I do want to hear about the other mistakes, Maryann! I promise, I will learn from them 🙂
Let’s see…what mistakes have I made. The ones I can think of have to do with the road less traveled. For instance, when I signed with my second agent, I had another one offering to rep me. I thought of the one I chose as Jerry in Jerry Maguire, and the other one as Sugar. However, Jerry wound up not selling my work. Was that a mistake? Should I have gone with Jay Mohr’s character?
Mistakes are how we learn, but they’re dreadful when you can’t take a concrete lesson from them, and just go round and round, wondering.

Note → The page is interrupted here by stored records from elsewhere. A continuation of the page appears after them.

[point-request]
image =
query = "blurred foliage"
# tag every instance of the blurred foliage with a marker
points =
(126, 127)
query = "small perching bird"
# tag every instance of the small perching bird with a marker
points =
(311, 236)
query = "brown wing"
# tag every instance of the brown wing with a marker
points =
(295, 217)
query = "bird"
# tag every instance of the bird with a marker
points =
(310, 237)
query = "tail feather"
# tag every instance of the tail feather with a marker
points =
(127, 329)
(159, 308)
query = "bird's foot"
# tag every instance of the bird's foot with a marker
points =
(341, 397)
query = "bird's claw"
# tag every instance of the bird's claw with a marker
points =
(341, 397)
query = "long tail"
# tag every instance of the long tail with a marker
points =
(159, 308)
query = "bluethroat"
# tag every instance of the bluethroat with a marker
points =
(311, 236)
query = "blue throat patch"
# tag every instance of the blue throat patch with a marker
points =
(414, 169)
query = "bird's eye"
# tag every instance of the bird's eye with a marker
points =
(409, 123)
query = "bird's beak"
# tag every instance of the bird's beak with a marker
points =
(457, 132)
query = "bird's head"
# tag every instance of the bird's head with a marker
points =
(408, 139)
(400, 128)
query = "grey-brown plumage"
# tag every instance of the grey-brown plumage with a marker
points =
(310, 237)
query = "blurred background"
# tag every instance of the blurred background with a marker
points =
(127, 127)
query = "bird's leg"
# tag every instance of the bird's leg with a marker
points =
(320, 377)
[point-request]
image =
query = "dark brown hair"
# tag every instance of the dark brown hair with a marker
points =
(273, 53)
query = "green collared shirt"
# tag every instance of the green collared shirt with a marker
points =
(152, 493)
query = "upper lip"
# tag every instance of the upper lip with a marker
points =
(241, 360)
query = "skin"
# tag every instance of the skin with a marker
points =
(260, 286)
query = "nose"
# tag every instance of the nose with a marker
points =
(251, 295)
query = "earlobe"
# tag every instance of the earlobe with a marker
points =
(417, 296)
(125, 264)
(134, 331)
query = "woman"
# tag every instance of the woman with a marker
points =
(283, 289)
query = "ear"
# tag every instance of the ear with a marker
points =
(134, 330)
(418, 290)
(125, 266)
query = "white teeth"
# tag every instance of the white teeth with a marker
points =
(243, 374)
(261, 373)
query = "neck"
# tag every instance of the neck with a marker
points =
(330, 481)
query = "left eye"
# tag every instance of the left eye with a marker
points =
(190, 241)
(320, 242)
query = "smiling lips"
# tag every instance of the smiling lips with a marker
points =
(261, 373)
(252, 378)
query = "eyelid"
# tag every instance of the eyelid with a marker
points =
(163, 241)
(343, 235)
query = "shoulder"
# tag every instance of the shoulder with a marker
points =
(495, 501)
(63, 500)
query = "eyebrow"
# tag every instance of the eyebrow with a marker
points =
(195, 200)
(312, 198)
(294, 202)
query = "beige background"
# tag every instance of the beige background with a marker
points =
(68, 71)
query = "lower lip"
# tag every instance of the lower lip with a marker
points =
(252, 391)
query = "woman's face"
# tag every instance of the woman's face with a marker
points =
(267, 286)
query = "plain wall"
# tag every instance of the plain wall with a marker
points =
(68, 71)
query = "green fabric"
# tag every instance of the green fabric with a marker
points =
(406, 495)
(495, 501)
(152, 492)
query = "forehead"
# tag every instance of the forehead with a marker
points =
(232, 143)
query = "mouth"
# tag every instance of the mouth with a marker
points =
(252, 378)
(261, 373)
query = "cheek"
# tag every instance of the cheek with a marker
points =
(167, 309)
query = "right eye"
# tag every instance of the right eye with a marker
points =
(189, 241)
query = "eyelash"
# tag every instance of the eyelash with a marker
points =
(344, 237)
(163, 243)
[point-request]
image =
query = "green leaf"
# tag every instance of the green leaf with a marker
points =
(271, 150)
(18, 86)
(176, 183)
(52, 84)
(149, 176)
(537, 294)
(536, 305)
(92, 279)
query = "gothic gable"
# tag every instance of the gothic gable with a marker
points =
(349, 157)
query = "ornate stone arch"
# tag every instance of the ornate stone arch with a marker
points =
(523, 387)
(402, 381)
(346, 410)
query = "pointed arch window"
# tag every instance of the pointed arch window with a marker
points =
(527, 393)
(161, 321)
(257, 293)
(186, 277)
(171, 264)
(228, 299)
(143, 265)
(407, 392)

I do a lot of things that are bolder or edgier than I am really comfortable with because I fear *not* doing them and later regretting it. This isn’t a recipe for making fewer mistakes. But it is a recipe for staving off regret.
At least you tried, you can always say.
I say that, anyway.
Good points, Jenny. Sometimes I wonder if I ever learned anything without making a mistake first. LOL
And I agree with your, Jeffrey, we need to be careful about which critiques and editorial comments to heed and which to ignore.
I was confident I’d turned in a near perfect manuscript to my editor when I got the contract for my first mystery. Imagine my shock when I received the editor’s copy back with comments and Track Changes, and every page was full of corrections. We simply do not know what we don’t know until we let an editor tackle our manuscript.
I’ve read all of LJ’s books, but none of yours, Maryann. What does that say? I have no idea if you can write, that’s what! ROFLMAO. You do follow instructions rather well at this point your life, I can say that with enthusiasm!
I love finding wonderful quotes that help me to see something from the “other side of the fence.” Here’s one that suits this topic perfectly, from Harold Ross, founder of The New Yorker: “Editing is the same as quarreling with writers – the same thing exactly.” Me, I try to quarrel in a civilized manner, as long as the basic intent of my work is not compromised, I’m willing to listen – and sometimes I even learn!
Joyce, I love the quote. Thanks for that quote. It is so perfect here. Since I have been on both sides of the editing table, I have come to understand how to accept editing with a little more grace. I also understand the importance of good negotiations with an editor.
Dani, maybe you will be the lucky winner in this giveaway. In the meantime, you can sample my writing on my Web site. There are excerpts there free for the reading. And thanks so much for the endorsement of my ability to follow directions. I am much older and wiser now. SNORT
Loved your topic. I once had a new editor who handed me the first few pages of a book she’d loved, after she had done her line editing. I was appalled she had essentially rewritten my book and told her to erase the mess or I’d pull the book. She grabbed an eraser.
Egad, Phoebe, did she even know what it means to edit? Sounds like she wasn’t very experienced.
Maryann and LJ, great article, and it’s great to learn more about you.
thanks for stopping by, Susan. Glad you enjoyed the article.
When I was just beginning to sell articles to magazines, an editor told me she thought I had written two stories and she was interested only in the first one. I was so eager to please that I sent a revised version with the part she was interested in almost by return mail. She bought it.
Then I revised the other half of the article and sold that one too. When an editor gives advice, I listen – at least part of the time.
Good for you, Marilynne. BTW, I love the spelling of your name. Quite different from the norm.